Description: First, for each item, the global set of bins is split into multiple separate personal bins according to the constraints.
The page constraints are trivial. Let's focus on the proximity constraints:
Example: You have one 0x500 byte bin, that begins at address 0x1100.
And you have one 0x321-byte object, that has a single constraint, that offsets 0x22 and 0x50 must be placed in same 0x100-byte page.
The solution is to split the bin into three bins:
[0x1100,0x14D0]  where valid starting addresses are [0x1100,0x11AF]
[0x11DE,0x15D0]  where valid starting addresses are [0x11DE,0x12AF]
[0x12DE,0x15FF]  where valid starting addresses are [0x12DE,0x12DF]
It is worth noting that these bins do overlap, contrary to my expectations when I initially described the problem.
If the object has multiple constraints, the same operation is performed on the resulting bins and the next constraint. That is, the bins may be iteratively split into more and more bins. This forms the item's personal bin set.

Next, all items are grouped such that items with the same exact set of personal bins are listed together. This creates a structure of bin-sets: A list of different (unique) sets of bins. This list is sorted in ascending order using a metric, that takes into account the number of bins in the set, the size of the biggest bin in the set, and an "importance" metric which is the maximum number of constraints that produced this bin set.

Then, these bin sets are processed in the aforementioned order. The items subscribing to that bin set are placed into the bins using the simpler bin packing algorithm described above.
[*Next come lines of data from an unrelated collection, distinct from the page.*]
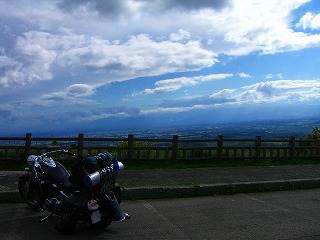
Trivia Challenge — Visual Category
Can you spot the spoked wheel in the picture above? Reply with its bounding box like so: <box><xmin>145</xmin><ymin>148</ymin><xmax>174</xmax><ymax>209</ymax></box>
<box><xmin>18</xmin><ymin>178</ymin><xmax>43</xmax><ymax>209</ymax></box>
<box><xmin>92</xmin><ymin>216</ymin><xmax>112</xmax><ymax>230</ymax></box>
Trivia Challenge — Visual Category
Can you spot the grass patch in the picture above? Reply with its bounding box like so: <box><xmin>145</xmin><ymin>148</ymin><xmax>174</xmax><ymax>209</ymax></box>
<box><xmin>124</xmin><ymin>159</ymin><xmax>320</xmax><ymax>170</ymax></box>
<box><xmin>0</xmin><ymin>158</ymin><xmax>320</xmax><ymax>171</ymax></box>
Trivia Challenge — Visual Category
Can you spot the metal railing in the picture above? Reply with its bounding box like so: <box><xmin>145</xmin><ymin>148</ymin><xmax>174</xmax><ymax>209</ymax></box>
<box><xmin>0</xmin><ymin>133</ymin><xmax>320</xmax><ymax>162</ymax></box>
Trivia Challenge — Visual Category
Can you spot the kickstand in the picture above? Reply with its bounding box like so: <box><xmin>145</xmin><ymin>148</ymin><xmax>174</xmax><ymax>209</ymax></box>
<box><xmin>38</xmin><ymin>212</ymin><xmax>53</xmax><ymax>222</ymax></box>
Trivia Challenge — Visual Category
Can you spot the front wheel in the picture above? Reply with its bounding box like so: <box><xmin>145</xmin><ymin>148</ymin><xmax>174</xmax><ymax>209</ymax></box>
<box><xmin>18</xmin><ymin>178</ymin><xmax>43</xmax><ymax>209</ymax></box>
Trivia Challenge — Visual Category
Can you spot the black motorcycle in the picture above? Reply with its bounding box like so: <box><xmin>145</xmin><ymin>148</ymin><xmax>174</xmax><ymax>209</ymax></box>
<box><xmin>18</xmin><ymin>150</ymin><xmax>130</xmax><ymax>234</ymax></box>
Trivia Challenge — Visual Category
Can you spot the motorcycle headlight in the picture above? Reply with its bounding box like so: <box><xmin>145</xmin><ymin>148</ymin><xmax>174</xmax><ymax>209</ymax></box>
<box><xmin>27</xmin><ymin>155</ymin><xmax>37</xmax><ymax>167</ymax></box>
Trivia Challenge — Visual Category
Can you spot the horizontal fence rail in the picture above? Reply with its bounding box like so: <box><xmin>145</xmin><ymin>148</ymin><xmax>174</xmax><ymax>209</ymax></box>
<box><xmin>0</xmin><ymin>133</ymin><xmax>320</xmax><ymax>162</ymax></box>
However, if there was more than one item that was subscribing this bin set, delete any bins that overlap other bins, because the simple algorithm cannot deal with overlaps and would otherwise assign the items overlapping addresses.
Once the item(s) are assigned to bins, give them physical addresses, and delete the corresponding address ranges from all of the remaining bin sets, to make sure the same address is not assigned twice.

Now, because I now have an automatic method for bin packing, I can be more liberal of where I add page-crossing constraints, to just slightly reduce chances of lag, without much of a second thought.